Some of it requires people working alongside people. Helping managers evaluate AI-assisted work. Coaching teams on where AI fits their specific workflows. Having the uncomfortable conversations about what changes when a task that used to take four hours now takes forty minutes. You can support this with tools and structured conversations, but you can’t skip the human part.
And some of it you just have to do the slow way. Building trust. Shifting culture. Showing through consistent action that efficiency gains won’t quietly become headcount cuts. That the goal is better work, not cheaper workers. No technology accelerates this.
Most organizations want to spend their AI budget on the first kind. The actual work is mostly the second and third.
The Patience Problem
There’s an additional dynamic that the barrier reports don’t capture: the gap between executive expectations and organizational readiness.
Leadership sees the reports about AI productivity gains. They hear the vendor pitches. They attend the conferences. They come back wanting to know why the organization isn’t moving faster.
The honest answer is: because we’re doing the barrier removal work. And that work doesn’t produce demo-ready results on a quarterly cadence.
Governance frameworks aren’t impressive in a board presentation. Training programs don’t generate viral LinkedIn posts. The slow, steady work of building organizational readiness for AI is the least visible and most important investment a company can make right now.
The organizations that are furthest along in AI adoption aren’t the ones that skipped the barrier work. They’re the ones that started it earlier and funded it properly. They invested in the boring infrastructure while everyone else was running pilot programs.
What Would Actually Change Things
The next time one of these reports drops, resist the urge to nod along and move on.
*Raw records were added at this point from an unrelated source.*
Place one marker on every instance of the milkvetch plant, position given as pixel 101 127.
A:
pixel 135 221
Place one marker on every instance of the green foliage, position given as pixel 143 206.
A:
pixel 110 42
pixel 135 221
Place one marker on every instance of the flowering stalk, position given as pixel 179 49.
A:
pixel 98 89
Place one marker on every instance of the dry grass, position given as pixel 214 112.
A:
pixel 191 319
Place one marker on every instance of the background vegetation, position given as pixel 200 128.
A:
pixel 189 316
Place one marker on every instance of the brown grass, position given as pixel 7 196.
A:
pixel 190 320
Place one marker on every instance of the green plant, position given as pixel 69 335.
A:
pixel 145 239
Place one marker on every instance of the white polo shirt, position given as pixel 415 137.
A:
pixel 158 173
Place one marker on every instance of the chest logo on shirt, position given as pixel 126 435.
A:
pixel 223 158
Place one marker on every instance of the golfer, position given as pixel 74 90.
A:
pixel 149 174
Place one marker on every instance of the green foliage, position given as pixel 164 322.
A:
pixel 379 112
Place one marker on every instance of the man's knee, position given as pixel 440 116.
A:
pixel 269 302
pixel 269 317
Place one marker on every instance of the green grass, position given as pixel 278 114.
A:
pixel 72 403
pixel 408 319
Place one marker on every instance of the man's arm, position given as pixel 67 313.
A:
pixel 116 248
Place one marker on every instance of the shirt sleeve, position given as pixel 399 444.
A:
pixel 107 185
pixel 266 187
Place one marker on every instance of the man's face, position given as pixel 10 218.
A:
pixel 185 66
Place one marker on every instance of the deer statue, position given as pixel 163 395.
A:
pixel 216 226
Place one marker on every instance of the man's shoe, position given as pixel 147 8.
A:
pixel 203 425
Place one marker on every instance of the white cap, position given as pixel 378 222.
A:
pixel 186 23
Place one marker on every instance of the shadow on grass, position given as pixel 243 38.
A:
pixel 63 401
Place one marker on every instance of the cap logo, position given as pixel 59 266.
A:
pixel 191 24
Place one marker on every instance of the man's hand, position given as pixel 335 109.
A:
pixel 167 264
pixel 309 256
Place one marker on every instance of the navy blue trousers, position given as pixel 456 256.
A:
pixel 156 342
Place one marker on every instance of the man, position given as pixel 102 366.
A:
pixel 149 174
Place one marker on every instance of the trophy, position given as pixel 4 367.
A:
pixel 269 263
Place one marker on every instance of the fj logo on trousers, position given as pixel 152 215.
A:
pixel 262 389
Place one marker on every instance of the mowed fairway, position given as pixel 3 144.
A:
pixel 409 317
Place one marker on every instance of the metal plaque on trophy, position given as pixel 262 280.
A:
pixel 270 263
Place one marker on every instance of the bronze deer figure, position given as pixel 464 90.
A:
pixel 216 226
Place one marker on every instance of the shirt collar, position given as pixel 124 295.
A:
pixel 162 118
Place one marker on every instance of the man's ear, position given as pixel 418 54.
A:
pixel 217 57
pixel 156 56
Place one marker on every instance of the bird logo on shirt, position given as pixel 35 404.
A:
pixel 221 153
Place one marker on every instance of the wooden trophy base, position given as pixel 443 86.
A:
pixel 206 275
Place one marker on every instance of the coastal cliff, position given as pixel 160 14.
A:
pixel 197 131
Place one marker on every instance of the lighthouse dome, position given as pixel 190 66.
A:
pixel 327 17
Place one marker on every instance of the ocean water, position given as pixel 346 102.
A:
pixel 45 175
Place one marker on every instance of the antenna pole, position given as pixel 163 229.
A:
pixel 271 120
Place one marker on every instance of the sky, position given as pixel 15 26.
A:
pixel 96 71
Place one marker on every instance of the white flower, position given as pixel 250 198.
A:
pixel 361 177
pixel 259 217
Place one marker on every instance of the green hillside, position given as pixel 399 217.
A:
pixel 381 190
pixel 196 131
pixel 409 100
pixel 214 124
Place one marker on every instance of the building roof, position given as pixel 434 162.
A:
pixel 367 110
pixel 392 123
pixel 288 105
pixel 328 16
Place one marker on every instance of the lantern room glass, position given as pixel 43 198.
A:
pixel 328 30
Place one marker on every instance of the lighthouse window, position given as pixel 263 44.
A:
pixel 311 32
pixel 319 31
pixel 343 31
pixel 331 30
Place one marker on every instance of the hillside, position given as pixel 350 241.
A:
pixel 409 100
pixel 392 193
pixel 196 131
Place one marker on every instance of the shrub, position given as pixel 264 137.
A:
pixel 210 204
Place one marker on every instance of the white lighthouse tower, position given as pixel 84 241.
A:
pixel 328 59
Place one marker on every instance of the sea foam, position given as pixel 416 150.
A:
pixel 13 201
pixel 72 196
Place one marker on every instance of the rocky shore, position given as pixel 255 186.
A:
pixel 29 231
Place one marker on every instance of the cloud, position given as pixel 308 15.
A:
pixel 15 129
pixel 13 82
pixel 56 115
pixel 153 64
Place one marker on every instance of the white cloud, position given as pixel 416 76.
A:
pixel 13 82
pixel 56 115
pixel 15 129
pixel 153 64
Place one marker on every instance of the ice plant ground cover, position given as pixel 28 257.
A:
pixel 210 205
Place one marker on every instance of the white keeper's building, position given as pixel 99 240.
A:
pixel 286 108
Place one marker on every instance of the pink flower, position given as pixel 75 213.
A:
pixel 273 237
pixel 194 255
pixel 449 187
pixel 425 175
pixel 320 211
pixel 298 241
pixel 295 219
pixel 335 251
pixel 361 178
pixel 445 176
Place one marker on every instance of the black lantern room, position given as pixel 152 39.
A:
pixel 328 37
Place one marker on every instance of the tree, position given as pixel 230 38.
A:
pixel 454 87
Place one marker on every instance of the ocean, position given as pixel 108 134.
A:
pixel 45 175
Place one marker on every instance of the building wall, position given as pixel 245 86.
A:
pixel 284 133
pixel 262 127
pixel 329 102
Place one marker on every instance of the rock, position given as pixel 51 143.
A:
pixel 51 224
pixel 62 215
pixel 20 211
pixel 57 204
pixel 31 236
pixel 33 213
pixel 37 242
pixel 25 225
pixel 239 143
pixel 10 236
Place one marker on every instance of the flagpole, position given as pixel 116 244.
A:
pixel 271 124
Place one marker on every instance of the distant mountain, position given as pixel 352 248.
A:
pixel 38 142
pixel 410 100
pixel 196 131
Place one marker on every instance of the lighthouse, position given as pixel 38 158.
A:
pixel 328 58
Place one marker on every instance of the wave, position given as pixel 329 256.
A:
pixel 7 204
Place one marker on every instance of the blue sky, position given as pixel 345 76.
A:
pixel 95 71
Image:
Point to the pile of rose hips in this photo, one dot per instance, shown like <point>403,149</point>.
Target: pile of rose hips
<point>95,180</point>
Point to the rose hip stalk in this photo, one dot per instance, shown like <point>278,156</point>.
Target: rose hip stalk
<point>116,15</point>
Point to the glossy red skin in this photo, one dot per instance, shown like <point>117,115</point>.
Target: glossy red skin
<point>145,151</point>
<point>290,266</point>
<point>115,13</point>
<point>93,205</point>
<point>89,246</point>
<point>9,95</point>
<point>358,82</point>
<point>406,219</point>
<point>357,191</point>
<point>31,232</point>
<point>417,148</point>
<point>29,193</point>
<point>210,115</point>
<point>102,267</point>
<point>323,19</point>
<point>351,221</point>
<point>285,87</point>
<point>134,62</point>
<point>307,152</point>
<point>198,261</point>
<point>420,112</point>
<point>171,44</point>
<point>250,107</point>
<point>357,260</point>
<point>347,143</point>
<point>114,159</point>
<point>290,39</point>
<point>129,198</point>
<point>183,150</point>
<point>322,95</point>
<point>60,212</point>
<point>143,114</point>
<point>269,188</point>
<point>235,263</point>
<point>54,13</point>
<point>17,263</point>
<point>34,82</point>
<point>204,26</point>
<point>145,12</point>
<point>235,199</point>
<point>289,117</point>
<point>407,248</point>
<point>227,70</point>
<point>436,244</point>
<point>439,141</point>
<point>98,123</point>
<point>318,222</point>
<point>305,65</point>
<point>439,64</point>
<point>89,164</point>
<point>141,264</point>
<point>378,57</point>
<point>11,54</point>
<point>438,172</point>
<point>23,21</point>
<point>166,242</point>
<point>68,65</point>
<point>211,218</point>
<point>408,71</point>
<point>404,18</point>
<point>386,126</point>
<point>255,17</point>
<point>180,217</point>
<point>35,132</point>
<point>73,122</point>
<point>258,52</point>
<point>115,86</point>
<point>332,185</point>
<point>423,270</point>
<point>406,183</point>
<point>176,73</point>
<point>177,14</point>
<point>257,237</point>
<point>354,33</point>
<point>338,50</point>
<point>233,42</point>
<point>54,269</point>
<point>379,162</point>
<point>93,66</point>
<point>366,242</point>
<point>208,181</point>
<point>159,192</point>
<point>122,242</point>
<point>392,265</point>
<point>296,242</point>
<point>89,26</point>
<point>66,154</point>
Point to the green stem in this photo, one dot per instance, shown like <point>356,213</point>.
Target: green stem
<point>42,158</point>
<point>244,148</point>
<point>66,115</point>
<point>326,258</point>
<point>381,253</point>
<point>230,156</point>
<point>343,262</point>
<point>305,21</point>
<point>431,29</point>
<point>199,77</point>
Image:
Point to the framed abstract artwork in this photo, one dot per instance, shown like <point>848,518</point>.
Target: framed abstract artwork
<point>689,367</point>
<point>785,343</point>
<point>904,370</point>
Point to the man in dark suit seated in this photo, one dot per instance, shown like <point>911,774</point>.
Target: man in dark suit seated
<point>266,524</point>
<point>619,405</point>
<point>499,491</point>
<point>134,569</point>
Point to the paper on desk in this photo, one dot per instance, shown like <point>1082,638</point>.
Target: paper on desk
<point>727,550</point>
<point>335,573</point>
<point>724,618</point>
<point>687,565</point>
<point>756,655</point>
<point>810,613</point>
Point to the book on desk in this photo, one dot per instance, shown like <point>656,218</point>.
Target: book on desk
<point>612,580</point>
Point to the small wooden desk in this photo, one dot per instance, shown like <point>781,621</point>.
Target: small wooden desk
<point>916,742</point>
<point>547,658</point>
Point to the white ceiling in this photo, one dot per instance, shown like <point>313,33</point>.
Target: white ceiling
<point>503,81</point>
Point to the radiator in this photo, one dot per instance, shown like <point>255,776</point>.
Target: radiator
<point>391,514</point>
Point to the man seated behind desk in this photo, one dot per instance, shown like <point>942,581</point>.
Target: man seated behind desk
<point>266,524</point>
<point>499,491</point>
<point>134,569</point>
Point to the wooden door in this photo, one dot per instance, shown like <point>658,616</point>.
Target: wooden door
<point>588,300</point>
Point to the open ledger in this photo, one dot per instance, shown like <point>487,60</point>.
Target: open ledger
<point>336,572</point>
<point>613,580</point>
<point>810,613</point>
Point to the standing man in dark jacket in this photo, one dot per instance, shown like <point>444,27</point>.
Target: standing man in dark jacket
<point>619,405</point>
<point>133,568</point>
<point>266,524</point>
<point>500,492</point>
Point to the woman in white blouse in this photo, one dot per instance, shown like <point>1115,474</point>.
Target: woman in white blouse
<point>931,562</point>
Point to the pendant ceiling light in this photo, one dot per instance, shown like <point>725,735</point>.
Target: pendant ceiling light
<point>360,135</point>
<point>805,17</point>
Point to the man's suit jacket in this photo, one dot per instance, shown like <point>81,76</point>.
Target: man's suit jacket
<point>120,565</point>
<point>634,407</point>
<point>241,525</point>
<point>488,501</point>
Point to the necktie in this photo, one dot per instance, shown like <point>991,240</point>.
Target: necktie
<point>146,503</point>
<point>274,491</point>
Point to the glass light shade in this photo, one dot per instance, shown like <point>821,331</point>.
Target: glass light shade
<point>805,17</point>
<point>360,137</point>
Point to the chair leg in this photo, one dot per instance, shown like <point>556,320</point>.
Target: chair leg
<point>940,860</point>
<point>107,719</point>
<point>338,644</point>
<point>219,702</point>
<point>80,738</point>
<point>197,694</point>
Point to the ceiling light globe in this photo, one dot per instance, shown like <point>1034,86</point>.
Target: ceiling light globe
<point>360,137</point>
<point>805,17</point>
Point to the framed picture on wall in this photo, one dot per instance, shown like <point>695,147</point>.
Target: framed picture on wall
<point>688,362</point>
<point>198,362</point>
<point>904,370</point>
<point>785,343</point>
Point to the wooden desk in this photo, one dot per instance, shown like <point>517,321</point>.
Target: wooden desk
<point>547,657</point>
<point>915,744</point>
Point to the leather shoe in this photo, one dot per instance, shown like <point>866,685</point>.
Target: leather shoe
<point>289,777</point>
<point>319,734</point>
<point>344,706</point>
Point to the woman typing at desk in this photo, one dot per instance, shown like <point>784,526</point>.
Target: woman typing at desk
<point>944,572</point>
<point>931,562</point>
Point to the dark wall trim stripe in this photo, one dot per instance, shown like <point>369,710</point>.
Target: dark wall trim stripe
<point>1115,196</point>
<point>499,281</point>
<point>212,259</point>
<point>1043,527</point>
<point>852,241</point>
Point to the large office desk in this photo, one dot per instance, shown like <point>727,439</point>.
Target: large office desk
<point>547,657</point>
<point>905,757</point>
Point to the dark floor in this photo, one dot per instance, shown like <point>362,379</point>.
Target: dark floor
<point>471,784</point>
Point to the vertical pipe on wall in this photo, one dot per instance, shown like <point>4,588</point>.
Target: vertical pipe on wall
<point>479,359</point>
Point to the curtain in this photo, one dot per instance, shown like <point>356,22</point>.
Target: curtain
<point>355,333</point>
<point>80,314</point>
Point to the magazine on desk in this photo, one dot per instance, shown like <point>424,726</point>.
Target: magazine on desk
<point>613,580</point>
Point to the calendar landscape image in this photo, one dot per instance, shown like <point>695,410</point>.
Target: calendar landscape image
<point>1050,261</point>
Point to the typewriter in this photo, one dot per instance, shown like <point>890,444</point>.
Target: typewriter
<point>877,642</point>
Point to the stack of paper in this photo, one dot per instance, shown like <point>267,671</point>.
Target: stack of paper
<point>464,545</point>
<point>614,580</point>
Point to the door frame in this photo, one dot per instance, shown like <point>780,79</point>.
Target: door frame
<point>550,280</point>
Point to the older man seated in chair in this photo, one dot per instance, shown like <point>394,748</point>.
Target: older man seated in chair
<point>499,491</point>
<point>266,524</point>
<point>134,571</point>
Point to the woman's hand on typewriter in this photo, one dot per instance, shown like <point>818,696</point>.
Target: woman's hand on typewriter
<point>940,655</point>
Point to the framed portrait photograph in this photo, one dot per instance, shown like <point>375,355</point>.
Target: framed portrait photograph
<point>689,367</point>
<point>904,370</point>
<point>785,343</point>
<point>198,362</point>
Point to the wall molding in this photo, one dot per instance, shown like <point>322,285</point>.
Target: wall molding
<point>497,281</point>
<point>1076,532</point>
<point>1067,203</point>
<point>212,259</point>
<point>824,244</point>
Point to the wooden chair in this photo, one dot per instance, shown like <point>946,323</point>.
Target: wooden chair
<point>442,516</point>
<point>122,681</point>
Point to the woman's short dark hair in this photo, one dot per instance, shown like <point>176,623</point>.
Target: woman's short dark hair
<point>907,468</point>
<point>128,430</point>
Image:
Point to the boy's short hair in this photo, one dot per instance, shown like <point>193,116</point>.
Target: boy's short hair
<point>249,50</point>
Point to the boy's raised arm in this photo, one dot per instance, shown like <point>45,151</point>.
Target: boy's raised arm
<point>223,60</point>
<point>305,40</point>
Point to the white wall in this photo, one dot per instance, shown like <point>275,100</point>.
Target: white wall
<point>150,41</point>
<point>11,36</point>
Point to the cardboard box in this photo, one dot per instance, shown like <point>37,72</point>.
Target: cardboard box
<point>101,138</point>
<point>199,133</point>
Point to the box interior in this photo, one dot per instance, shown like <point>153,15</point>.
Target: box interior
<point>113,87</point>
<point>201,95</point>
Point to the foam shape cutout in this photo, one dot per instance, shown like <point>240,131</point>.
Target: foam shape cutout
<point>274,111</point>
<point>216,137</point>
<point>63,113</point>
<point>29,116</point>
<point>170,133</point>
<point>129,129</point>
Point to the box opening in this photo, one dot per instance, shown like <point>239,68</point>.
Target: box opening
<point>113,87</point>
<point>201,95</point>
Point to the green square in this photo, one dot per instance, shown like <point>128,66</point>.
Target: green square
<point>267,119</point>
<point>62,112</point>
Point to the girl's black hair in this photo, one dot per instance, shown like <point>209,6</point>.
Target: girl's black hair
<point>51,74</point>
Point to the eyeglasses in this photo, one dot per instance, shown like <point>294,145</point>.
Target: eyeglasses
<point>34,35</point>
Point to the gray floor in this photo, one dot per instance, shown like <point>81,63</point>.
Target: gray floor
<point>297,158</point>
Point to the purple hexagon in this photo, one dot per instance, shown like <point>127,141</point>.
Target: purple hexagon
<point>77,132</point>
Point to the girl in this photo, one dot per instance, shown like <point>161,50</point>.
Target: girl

Instead, ask: which of these barriers are we actively working to remove? Who owns each one? What resources are behind it? What does progress look like on a 90-day horizon?
If you can’t answer those questions, the barrier list isn’t research. It’s a mirror.
These barriers have been known for two years. They’ll still be known next year if the only response is acknowledging them in another planning deck.
Somebody has to do the work. In most organizations, that role either doesn’t exist yet or doesn’t have the authority to act.
That’s the barrier nobody puts on the list.
I’d be curious to hear which barrier your organization spends the most time acknowledging and the least time actually working on.